Paula classificou o uso excessivo de remédios como busca pela “solução técnica”. Tal fenômeno, diz, é facilitado pelo esvaziamento da interioridade, o que torna a subjetividade vulnerável diante de qualquer crise.
? Produzimos muitas angústias contemporâneas e sofrimentos novos. E o mercado aproveita, oferecendo supostas soluções. Assim, continuamos nos drogando e consumindo.
Ampliando o conceito do narcisismo moderno, Dunker propõe uma especificidade brasileira, ao falar da formação de condomínios, que nos separam da figura temida e desconhecida do outro e nos aglutinam entre pensamentos semelhantes.
? A novidade desse narcisismo é que em vez de enfrentar a diversidade, nós diminuímos o valor do mundo e só lidamos com gente como a gente. Assim, esse show do eu entre iguais resolveria nossos conflitos. Só lemos o que queremos e nos relacionamos com pessoas que pensam igual a nós ? explicou o psicanalista, em alusão também às redes sociais ? existem os muros físicos, de fato, mas também os condomínios virtuais. O Facebook vira um palco de aplausos de discursos para um público do mesmo nicho.

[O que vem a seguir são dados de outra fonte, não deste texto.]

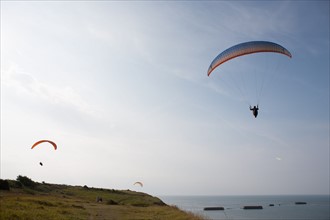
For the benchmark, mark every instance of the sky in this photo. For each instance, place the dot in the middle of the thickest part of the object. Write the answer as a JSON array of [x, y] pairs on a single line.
[[122, 88]]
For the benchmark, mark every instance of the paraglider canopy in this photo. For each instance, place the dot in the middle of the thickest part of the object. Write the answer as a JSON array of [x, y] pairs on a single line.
[[247, 48], [42, 141], [138, 183]]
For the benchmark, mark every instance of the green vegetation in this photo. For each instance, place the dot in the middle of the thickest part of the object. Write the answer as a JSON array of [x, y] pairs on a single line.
[[26, 199]]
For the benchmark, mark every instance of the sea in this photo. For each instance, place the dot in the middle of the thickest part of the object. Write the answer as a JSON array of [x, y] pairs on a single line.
[[274, 207]]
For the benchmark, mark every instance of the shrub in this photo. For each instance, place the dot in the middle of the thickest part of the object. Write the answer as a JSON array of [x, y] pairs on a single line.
[[4, 185]]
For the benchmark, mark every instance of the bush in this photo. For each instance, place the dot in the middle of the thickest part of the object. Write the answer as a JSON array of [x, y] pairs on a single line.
[[4, 185], [25, 181]]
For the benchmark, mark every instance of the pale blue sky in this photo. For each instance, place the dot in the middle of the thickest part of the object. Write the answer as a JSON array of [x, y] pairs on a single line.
[[122, 88]]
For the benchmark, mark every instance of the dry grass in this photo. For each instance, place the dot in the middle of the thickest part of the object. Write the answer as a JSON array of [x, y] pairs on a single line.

Fazendo um paralelo com a política e com a crise de representatividade, Dunker destacou a ascensão da figura do síndico, que administra o condomínio de acordo com as preferências dos condôminos, com leis adaptadas. Em uma referência ao presidente interino Michel Temer, o psicanalista disse que hoje os “brasileiros tiram um síndico e colocam outro no lugar quando não estão satisfeitos”, para aplausos entusiasmados da plateia.
? Há uma insatisfação com a representação, porque você vota em alguém e depois ele não te dá mais satisfação. O sistema atual é baseado na falsidade.
Por fim, Paula Sibília, numa visão otimista, afirmou que o momento atual do país é bom para que a sociedade questione o sistema, os valores e problematize as relações humanas e a interação com as redes sociais.
? Em algum momento, a ação de aprender, que é uma das mais belas no mundo, tornou-se tediosa. O lado bom é que estamos num momento de questionamento. Temos que ouvir as demandas e buscas soluções.